My Lords, I join other noble Lords in thanking the noble Lord, Lord Lisvane, for securing this timely debate. In the past week, the business of the House and the other place has been taken up almost entirely by considering fairly fundamental aspects of the governance of this country. Some may think that this has been fine and has not caused great disruption, but considering that it has meant reviewing all possible methods of bringing about constitutional change, it was bound to give new life to all the arguments about further reforms in our constitutional settlement.
As emphasised by the noble Lord, Lord Empey, that is particularly true for Scotland. This subject has a long history, of course, in which I always take an interest even if for no other reason than so many of my direct ancestors have been personally involved. Depending on your view, my family can be either credited or blamed for much that has happened in Scotland throughout her history. We were one of the signatories of the Declaration of Arbroath in 1320, resisting the pretensions of Edward I. A little later, a member of my family known as the 1st Marquis was one of the first signatories of the Scottish Covenant in 1638, objecting to the impositions and taxes of Charles I. Then, in 1707, as President of the Council in the Scottish Parliament, we oversaw the passing of the Act of Union and the financial and economic benefit that stemmed from that. Even more recently, I could consider my grandfather, who got into a spot of bother in 1932 for suggesting that Scotland should benefit from an element of devolution similar to what we have today.
So I have followed in great detail all the devolution legislation that has come through this House. Once the original Scottish devolution Act had been passed, those who put it together adopted as their mantra that devolution is not an Act of Parliament but a process. From day one, the practical rules have been subject to tweaks, adjustments and memoranda of understanding. No doubt this has been a great boon to the civil servants involved and those in the Scottish Government for their daily workings, but it has probably worked quite well even for the Scottish Parliament. However, what I feel has been missing is any chance for the UK legislature to consider whether these things suited the settlement that Scotland had within the UK and the interests of the UK Parliament at the time they were introduced. We have of course considered them when we have periodically reconsidered the Scotland Act, but that has been very much later.
There are a number of issues over which there is current contention. I wonder if there is any way that my noble friend the Minister can give us an indication of the grounds on which the Government are pursuing the case in the Supreme Court.

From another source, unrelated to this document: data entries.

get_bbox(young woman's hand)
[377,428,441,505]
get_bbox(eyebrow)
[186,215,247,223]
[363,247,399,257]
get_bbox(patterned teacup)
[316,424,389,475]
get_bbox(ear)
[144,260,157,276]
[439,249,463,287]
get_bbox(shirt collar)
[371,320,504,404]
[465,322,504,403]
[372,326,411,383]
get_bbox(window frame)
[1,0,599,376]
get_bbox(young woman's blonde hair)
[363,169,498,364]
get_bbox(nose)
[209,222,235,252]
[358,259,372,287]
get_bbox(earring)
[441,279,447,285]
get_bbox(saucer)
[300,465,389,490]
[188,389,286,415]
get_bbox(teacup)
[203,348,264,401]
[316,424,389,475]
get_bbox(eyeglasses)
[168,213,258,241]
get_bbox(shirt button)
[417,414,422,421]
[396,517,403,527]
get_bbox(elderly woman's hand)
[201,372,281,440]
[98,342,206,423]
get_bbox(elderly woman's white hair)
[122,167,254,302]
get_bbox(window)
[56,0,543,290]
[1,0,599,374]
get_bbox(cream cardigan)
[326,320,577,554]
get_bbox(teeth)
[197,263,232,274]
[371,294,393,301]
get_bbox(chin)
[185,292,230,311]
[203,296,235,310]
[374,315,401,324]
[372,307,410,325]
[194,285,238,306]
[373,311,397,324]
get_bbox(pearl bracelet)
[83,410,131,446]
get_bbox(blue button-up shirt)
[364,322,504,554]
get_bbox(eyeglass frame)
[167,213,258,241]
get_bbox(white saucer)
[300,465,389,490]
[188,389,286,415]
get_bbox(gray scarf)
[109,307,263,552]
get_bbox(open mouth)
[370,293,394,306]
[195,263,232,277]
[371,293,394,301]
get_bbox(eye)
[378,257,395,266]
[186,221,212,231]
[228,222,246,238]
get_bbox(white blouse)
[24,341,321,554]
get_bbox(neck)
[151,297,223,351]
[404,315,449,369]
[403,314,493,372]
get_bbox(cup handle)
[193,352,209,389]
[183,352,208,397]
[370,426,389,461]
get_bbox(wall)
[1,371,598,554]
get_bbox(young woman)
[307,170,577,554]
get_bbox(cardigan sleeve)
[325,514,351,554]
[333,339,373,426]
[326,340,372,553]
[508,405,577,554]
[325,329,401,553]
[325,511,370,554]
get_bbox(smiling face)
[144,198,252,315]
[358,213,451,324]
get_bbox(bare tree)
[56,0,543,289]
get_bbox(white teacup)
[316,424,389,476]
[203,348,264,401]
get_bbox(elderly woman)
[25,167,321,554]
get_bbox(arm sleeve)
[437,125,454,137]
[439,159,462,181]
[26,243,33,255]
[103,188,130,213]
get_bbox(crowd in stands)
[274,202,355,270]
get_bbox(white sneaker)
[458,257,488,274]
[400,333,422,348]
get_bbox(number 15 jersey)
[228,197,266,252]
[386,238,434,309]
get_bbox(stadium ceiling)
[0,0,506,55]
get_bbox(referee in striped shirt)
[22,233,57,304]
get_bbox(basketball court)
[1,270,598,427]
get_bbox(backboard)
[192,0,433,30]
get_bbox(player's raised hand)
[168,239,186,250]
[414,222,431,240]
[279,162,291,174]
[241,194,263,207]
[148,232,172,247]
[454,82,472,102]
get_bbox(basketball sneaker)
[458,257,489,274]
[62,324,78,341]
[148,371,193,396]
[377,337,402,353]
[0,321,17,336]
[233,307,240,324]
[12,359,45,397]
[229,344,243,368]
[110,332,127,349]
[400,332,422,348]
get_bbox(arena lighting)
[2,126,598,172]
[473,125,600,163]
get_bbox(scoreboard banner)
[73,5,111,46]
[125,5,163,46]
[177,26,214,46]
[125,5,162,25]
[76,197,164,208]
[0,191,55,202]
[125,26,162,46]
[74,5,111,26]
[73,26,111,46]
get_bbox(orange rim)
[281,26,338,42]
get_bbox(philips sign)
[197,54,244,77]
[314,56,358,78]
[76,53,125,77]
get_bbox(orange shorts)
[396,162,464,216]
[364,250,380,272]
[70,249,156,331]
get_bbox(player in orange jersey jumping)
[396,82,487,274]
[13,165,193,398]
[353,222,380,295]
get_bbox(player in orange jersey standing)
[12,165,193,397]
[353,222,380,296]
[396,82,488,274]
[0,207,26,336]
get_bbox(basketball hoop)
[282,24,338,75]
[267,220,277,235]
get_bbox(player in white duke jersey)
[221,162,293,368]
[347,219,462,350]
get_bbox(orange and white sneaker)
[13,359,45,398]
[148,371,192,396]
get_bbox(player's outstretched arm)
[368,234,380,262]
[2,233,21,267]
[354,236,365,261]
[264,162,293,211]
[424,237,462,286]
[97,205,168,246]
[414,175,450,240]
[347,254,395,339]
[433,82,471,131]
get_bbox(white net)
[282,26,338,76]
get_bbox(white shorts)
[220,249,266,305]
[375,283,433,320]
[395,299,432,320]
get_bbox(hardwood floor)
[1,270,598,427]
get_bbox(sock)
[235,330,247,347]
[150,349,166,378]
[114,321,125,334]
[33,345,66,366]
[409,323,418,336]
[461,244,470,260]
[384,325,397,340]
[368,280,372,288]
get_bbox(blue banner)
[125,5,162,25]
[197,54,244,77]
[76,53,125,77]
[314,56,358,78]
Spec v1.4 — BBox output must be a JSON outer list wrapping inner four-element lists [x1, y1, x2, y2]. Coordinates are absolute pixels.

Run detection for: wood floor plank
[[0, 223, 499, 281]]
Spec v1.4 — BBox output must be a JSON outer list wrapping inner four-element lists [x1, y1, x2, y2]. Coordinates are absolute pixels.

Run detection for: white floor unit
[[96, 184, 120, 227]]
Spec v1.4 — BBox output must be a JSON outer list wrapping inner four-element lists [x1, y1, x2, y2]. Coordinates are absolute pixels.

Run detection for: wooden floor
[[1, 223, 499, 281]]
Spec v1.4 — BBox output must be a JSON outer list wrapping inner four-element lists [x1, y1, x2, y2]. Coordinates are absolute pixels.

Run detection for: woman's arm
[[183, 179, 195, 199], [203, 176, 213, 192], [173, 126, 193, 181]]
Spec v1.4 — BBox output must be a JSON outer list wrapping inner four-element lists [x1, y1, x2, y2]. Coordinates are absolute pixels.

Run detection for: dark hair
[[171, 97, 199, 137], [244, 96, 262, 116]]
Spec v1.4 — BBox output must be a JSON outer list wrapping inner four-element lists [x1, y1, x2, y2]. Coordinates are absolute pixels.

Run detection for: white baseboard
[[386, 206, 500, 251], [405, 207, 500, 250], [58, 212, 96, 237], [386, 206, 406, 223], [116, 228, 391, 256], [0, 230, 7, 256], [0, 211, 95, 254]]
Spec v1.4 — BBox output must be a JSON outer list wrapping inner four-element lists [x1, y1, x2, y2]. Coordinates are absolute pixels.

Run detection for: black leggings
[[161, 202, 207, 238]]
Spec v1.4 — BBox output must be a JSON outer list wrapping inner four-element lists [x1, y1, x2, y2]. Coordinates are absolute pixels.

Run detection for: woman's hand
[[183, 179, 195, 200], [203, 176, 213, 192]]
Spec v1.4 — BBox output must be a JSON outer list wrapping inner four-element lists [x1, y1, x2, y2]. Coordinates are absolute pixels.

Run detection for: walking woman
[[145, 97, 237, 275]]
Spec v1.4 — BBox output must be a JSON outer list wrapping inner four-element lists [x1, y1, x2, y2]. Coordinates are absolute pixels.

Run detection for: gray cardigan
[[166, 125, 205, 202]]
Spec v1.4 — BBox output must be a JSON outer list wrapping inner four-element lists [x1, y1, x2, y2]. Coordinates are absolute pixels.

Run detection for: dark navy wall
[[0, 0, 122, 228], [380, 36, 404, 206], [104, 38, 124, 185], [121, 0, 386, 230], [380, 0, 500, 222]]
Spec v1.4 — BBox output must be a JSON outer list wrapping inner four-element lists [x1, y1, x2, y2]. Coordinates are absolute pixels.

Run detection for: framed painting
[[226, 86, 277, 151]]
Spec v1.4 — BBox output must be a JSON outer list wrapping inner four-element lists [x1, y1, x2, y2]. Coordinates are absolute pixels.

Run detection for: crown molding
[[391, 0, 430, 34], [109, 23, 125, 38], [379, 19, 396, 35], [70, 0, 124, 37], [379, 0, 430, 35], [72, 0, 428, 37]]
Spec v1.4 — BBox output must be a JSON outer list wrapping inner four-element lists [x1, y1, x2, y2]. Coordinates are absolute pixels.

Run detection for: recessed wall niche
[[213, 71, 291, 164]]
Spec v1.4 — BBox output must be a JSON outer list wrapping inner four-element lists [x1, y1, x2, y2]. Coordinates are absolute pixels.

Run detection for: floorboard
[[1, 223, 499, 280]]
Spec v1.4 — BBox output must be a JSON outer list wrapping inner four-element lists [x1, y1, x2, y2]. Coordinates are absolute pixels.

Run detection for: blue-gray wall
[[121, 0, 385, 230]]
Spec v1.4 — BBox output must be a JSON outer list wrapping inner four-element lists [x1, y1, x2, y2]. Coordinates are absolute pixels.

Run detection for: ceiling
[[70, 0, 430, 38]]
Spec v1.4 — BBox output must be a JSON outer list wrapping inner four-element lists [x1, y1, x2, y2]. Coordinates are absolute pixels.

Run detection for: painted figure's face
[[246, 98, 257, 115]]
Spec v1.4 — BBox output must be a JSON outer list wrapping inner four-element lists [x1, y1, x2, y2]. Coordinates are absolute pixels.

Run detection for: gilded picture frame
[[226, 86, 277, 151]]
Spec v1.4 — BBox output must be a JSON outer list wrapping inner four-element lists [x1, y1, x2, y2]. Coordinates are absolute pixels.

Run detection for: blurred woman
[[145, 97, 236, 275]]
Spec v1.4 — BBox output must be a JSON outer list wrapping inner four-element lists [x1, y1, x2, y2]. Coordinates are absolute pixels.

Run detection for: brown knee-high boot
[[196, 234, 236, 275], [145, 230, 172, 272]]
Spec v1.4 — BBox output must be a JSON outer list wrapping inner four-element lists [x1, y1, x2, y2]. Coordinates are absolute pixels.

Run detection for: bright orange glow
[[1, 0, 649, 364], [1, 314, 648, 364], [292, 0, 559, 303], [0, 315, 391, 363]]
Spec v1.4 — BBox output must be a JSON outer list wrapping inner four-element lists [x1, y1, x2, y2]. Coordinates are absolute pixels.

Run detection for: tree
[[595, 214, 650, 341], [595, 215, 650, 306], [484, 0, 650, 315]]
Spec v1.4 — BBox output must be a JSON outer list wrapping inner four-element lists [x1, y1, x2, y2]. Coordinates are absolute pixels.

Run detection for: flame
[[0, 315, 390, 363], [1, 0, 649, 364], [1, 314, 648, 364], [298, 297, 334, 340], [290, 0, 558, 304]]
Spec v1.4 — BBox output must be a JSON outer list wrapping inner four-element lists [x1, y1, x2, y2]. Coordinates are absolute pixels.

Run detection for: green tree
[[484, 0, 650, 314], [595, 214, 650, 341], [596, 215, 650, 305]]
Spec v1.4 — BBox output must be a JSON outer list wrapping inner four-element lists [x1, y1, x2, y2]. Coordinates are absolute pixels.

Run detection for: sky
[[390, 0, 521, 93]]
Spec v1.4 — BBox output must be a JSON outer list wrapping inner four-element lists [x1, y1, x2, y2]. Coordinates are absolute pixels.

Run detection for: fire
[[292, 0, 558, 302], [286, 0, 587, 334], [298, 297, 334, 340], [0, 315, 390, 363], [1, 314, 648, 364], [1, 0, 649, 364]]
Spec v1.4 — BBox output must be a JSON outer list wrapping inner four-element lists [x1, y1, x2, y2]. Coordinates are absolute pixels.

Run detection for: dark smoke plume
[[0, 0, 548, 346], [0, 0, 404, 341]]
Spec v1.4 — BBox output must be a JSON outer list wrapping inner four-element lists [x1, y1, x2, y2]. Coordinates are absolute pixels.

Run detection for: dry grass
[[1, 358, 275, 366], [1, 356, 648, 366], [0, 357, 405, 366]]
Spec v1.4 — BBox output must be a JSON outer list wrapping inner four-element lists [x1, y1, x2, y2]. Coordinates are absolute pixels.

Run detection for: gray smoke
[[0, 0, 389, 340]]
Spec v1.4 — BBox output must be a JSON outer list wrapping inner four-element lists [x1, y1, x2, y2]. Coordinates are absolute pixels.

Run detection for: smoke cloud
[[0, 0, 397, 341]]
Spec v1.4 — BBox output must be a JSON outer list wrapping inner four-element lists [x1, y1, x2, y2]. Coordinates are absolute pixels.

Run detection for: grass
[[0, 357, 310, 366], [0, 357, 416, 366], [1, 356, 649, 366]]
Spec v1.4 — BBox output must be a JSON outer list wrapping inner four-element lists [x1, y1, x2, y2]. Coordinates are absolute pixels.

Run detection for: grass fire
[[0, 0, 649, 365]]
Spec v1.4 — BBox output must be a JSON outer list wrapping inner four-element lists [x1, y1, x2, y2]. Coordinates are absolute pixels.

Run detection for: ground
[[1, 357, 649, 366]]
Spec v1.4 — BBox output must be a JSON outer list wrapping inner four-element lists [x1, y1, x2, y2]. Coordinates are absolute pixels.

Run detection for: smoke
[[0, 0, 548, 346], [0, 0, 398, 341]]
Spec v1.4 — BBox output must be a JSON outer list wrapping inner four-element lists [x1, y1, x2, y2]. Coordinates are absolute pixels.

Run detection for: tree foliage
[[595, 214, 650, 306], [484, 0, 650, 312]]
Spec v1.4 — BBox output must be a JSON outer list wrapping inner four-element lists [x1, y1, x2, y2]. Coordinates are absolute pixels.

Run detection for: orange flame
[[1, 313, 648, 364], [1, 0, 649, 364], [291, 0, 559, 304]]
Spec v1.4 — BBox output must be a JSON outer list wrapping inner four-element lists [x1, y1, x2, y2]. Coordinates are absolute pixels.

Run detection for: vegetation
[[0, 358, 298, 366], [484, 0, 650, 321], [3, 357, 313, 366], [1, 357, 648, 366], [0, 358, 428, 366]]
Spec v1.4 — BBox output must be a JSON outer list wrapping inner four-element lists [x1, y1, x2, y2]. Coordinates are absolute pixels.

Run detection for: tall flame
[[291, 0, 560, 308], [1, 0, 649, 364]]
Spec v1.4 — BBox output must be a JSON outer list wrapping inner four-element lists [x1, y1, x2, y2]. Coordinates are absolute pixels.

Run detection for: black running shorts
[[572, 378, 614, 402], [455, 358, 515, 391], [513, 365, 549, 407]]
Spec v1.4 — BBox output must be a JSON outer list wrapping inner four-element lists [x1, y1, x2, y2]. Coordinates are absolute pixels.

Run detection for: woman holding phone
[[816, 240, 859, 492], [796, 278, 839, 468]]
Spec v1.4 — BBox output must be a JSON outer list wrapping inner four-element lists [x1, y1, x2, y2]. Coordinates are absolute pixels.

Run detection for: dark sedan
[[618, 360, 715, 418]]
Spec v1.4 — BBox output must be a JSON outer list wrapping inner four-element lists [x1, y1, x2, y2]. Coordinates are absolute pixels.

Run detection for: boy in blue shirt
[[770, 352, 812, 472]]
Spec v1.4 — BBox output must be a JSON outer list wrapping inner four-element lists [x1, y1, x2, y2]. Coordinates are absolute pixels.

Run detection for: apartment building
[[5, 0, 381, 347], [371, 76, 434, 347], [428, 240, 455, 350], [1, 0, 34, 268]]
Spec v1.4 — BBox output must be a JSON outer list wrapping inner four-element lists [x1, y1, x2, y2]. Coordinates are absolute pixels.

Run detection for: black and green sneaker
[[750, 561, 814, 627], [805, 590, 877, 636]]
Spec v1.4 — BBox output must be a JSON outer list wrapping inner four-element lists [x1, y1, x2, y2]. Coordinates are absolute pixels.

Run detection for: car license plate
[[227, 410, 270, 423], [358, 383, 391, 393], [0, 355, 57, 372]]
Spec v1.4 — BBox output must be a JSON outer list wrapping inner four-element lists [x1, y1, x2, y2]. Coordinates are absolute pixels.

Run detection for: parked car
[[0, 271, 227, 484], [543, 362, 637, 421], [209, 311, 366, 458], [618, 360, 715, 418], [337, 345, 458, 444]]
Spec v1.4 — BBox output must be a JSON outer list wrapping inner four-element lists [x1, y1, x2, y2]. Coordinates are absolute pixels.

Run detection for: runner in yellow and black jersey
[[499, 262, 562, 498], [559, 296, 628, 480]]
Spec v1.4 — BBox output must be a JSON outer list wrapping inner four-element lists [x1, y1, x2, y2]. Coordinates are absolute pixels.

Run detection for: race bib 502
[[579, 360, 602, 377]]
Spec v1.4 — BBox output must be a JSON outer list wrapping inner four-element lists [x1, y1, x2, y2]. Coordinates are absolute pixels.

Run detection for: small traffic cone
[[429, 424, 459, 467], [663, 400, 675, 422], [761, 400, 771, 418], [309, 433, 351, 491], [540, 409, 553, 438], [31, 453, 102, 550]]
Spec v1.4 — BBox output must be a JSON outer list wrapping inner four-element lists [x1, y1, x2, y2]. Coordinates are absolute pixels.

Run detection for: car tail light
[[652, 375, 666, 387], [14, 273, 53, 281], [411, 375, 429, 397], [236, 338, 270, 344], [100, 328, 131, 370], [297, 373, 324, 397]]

This seems to be a question of the competence of the Scotland Act 1998 as regards the devolution of powers over agriculture and fisheries that were, and still are, the responsibility of the European Union. Section 29(2)(a) of the Act states:
“A provision is outside that competence”— of the Scottish Parliament if—
“it would form part of the law of a country or territory other than Scotland, or confer … functions exercisable otherwise than in or as regards Scotland”,
which at the present moment still applies to both fisheries and agriculture. For the outcome, we will have to wait for the judgment of the court, but the noble Lord, Lord Lisvane, has put his finger on a vital component which is needed: we need respect from both sides and it applies in both ways.